Earnings from exports had been falling for 17 months in a row starting from March 2015 before they picked up in August.
“All major categories of exports showed positive growth rates mainly sub sectors of transport equipment, food, beverages and tobacco and rubber products,” the Central Bank stated.
However, during the nine months to September, the exports declined by 3.0 percent Year-on-Year (YoY) to US $ 7.76 billion.
Sri Lanka’s exports were partly affected by the slump in global commodities prices, which was triggered mainly by the sharp fall in the crude oil prices and the slowdown in the Chinese economy, world’s second largest consumer of goods and services.
However, Sri Lanka’s shallow export-oriented manufacturing sector was the biggest reason for the dismal performance in exports.
Sri Lanka’s annual export earning is around US $ 10 - 11 billion, half the size of its import bill.

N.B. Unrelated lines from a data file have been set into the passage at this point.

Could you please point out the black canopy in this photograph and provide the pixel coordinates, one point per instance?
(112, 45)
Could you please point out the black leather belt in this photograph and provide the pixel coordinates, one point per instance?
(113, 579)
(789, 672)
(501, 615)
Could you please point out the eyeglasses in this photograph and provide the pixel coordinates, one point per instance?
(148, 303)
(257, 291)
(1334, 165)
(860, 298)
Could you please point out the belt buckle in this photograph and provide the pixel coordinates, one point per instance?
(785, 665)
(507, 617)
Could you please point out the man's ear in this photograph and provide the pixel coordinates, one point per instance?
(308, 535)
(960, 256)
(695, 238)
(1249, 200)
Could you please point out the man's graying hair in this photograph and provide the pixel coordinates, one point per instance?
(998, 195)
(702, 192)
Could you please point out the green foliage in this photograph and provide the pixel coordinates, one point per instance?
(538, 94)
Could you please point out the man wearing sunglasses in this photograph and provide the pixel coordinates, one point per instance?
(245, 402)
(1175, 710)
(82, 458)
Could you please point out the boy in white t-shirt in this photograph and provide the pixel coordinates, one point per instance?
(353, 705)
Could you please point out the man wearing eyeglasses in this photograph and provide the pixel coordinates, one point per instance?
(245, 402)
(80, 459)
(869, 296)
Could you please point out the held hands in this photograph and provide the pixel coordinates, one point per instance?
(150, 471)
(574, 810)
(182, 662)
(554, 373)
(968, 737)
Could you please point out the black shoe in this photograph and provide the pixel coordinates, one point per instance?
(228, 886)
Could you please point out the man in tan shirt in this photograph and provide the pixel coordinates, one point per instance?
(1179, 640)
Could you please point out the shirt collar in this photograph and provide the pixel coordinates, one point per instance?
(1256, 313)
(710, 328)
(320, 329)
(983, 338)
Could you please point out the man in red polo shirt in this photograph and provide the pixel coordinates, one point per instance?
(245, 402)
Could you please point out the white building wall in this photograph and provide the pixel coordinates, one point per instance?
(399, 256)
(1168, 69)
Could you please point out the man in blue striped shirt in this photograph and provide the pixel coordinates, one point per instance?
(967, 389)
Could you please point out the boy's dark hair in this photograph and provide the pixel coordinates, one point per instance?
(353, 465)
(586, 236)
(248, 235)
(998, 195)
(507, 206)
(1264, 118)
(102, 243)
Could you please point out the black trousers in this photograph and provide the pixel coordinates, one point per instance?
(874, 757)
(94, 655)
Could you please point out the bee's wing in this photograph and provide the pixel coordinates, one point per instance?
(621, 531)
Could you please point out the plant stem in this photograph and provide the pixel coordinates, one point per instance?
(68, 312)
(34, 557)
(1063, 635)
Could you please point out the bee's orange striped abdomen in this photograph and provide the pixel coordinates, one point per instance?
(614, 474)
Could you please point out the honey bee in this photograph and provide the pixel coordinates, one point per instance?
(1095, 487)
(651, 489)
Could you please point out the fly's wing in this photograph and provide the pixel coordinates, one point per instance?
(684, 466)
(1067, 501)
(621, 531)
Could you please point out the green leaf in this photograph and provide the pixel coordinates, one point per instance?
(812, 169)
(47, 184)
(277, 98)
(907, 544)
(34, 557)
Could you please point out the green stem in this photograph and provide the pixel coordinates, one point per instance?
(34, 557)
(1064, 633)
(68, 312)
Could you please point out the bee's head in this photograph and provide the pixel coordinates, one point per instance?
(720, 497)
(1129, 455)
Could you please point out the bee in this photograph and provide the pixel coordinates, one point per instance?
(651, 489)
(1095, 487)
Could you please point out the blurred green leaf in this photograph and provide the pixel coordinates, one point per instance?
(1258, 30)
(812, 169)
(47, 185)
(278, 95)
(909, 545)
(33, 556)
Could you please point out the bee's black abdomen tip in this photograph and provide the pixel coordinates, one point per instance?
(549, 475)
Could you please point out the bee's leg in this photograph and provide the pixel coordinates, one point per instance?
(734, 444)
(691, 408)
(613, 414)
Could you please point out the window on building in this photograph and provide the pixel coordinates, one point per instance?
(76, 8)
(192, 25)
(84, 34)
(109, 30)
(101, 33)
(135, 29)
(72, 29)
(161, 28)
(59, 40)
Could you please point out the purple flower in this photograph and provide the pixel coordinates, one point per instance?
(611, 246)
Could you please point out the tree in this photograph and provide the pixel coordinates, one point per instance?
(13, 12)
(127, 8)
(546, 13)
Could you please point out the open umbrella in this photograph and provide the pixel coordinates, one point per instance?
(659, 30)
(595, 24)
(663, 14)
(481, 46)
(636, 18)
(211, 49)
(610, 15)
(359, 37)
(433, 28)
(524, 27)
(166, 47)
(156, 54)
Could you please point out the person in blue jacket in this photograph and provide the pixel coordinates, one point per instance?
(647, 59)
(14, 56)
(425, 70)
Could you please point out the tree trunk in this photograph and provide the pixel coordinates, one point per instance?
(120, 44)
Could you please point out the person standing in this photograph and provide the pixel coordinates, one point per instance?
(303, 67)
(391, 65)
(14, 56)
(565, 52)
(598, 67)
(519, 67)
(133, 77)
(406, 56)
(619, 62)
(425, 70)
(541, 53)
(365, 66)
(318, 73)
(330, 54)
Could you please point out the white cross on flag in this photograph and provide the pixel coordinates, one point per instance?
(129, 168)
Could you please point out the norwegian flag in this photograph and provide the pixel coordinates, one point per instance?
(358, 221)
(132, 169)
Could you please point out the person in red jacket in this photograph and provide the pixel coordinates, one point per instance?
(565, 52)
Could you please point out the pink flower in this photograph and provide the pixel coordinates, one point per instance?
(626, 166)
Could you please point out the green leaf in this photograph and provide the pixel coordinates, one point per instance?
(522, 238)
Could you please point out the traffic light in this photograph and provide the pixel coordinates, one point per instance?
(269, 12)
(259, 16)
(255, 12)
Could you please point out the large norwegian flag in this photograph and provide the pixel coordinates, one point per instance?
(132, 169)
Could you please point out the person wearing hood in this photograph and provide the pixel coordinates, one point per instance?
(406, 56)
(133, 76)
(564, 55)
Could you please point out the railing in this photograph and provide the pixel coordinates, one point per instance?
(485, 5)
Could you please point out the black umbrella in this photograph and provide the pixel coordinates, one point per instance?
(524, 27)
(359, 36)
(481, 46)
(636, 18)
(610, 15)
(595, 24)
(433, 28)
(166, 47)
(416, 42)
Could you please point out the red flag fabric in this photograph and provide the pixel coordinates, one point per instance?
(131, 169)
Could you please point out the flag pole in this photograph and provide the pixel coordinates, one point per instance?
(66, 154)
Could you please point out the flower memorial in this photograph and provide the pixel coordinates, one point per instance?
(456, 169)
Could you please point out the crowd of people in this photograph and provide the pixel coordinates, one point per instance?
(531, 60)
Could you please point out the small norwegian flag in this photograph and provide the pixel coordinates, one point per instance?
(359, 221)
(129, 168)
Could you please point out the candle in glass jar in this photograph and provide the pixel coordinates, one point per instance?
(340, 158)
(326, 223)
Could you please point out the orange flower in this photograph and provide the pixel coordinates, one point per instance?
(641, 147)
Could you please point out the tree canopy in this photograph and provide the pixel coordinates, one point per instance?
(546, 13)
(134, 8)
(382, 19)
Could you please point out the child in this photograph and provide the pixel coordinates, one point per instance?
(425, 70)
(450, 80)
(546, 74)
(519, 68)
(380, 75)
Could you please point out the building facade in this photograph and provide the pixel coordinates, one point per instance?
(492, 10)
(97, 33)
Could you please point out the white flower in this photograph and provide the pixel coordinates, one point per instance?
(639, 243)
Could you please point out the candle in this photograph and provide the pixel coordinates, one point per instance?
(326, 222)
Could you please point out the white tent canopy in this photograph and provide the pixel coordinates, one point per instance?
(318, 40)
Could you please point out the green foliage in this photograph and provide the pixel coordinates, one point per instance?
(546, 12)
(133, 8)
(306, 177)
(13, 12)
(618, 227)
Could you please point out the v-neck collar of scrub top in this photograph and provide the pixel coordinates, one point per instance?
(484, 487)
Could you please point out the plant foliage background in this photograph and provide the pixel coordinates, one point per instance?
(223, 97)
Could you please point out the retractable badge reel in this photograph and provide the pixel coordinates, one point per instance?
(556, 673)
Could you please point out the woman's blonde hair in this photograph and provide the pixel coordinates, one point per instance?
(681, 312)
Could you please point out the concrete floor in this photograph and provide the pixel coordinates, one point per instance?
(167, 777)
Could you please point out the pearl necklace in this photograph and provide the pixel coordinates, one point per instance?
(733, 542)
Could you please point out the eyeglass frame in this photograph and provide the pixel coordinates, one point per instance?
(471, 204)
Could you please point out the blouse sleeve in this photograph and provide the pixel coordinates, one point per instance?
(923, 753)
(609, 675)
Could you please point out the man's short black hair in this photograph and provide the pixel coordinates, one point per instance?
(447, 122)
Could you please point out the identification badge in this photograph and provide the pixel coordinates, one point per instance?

However, the island nation targets to triple its exports earnings to US $ 30 billion by 2025 as it pins its hopes on potential preferential market access to around 3 billion people by this time next year through proposed free trade agreements with China and Singapore and a deeper trade and services agreement with India.
The country further expects to regain GSP Plus concession for its exports to the European Union by the second half of next year.
Meanwhile, the country’s import bill declined by 2.5 percent YoY to US $ 1.54 billion in September, largely due to the slowdown in consumption related imports as vehicles for personal use sharply declined in response to toughened conditions for vehicle imports.
Under the intermediate category, the fuel imports declined but the continuity of further declines towards next year is uncertain as the Organisation of the Petroleum Exporting Countries (OPEC) last week reached a difficult consensus to cut the production by 1.2 million barrels per day, effective from January 2017.
During the nine months to September, the imports contracted by 1.7 percent YoY to US $ 13.95 billion.
As a result, the overall trade deficit narrowed by 12 percent YoY to US $ 645 million in September but the trade deficit for the nine months to September edged up by 0.02 percent YoY to US $ 6.18 billion.